South African Press Association - November 7, 2007
Ben Maclennan
Usdin, a biologist working for MSF's campaign for access to essential medicines, was speaking in Cape Town, South Africa today where she was attending a symposium organised by the campaign on TB diagnostics.
"The fact of the matter is, it's estimated that half the world's population is infected with TB, so two million people a year are dying of the disease, nine million are getting sick a year," she said in an interview.
"It's on the scale of a global health emergency.
"These are numbers that we have to move from the kind of written-on-paper number, to...the fact that we need to be moving very quickly to try and address the problem."
She said that in the developed North, TB was taken extremely seriously.
If a person in the United States had a skin test which showed he or she might have been exposed to TB, enormous resources were mobilised to diagnose and give preventive treatment.
By contrast some 80 percent of South Africans showed tubercular positive in skin testing, which gave an indication of the difference in the magnitude of the problem in the developed and developing worlds.
She said most TB cases were in resource-poor settings, while the bulk of resources available for diagnosing and caring for TB cases was in resource-rich settings.
"Here in South Africa there's an enormous prevalence of TB, compounded by co-infection with HIV. The majority of patients are not getting access to the most simple, basic kinds of testing."
According to MSF, TB is the leading cause of death among people who are HIV positive. Without treatment, it says, about 90 percent of them will die within months of contracting the disease.
"The tests are inadequate in that they're slow - patients have to wait a long time to get their results - they're not sensitive enough, and they're often not adapted to where the patients are," Usdin said.
Some tests were feasible only in a laboratory setting and were either very expensive or required special equipment, operated by trained technicians in a controlled environment.
"For an organisation like MSF, whose patients are often out in the field, for us to get those kinds of diagnostic capabilities to where our patients are, it's an enormous challenge, and there are no really well-performing tools that can do that job," Usdin said.
TB was never easy to diagnose, regardless of who the patient was, or where the test was being carried out.
Most settings were able to do microscopy - a relatively simple test, examining a spit sample from a patient.
The problem was that though the test had been around for 100 years, it did not work very well.
"At best, in the very very best lab, with the most experienced hands, the best...equipment, you can detect 30, or 40, or maybe 50 percent of the patients who actually have TB," she said.
Culturing a sample was a more sensitive test, but there was a shortage of human resources to do all the testing needed.
"Then the culture techniques that exist today, you can only do in a very well-supported lab. Well-supported means you have air conditioning, running water and enough trained technicians, you have the money to buy the equipment that you need.
"All of that means, if you have a patient in front of you and you're worried they might have TB and you need to do something for that patient, your options are significantly limited already about what you can do for that person.
"So we need better tests. We need tests that can be performed more quickly.

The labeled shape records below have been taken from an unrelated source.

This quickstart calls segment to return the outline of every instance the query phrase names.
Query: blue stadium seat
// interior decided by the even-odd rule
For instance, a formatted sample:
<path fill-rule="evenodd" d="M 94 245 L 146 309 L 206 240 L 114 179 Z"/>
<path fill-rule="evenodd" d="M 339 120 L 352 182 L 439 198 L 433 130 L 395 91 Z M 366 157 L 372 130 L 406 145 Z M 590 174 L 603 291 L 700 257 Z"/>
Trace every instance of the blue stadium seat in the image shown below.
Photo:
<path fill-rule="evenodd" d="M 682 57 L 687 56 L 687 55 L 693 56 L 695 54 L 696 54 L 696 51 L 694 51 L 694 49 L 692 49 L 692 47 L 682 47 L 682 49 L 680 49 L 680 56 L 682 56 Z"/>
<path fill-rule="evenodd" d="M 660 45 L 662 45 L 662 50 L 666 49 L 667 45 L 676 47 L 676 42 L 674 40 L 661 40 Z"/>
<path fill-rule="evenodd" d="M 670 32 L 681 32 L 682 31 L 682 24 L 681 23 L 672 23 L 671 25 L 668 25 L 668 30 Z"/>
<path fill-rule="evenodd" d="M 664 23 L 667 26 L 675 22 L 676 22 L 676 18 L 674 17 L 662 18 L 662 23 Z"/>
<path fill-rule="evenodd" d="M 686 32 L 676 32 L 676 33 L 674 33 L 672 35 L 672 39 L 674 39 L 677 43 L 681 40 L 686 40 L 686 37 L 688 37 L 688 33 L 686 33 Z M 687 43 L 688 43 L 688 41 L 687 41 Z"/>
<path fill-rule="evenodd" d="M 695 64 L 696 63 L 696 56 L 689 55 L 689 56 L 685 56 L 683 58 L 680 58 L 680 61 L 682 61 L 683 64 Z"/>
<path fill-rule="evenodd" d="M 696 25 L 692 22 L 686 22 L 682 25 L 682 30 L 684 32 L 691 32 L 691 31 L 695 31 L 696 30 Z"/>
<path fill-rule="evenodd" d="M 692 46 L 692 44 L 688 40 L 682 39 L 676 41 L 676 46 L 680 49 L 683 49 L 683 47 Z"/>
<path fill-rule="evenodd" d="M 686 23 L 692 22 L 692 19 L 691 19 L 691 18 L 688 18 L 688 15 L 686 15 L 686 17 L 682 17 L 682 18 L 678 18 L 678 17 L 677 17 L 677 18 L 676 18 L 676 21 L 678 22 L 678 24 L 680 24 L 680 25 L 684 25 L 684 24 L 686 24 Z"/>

"We also need tests that can handle the volume of samples, and that can handle people that are HIV positive, where the chances of diagnosing TB are reduced but the probability of having TB is enormously increased."
The "tragic thing" about TB was that a person could contract it even if they were doing fairly well on the HIV side of the scale, on antiretrovirals with a stable CD4 count.
Unlike HIV, where activists were pushing for everyone to get access to the same diagnostics and treatment whether they were in developed or developing countries, TB was poorly diagnosed everywhere.
Part of the reason was that in the North, TB was such a rare disease that there had been no interest in developing new tools.
"TB is fundamentally a disease of poverty. So if you're poor, you're more likely to have TB, you're less likely to have access to early diagnosis and treatment.
"For that reason I think there's been a [focus] in world attention on other issues. Nobody's really looking as hard as they should for good diagnostics.
"The perfect test does not exist yet."
She said some work was being done, and ogranisations were trying to stimulate research and development, but there were difficulties with the kinds of tests being developed.
"What we really need are tests that are able to be used where most of the patients are."
And although TB had been around for so long, little was known about its basic biology.
"So we're sort of playing catch-up to even get the basic knowledge that we need to develop a new test. It's an enormously complex and difficult problem, because the organism is so clever at doing what it does, making us sick.
"But the fact of the matter is that we can do better. And it's our moral responsibility to be doing the best we can, now.
"And the longer we wait to do right, the more the problem is compounded, the worse it gets - there's more MDR [multi-drug-resistant TB], there's more XDR [extreme-drug-resistant TB], more patients are getting sick."
She said: "The more patients that fly around the world coughing in aeroplanes, the more people in the North and the West are concerned about catching TB themselves, I think the more people will start to talk about what a global health emergency it is."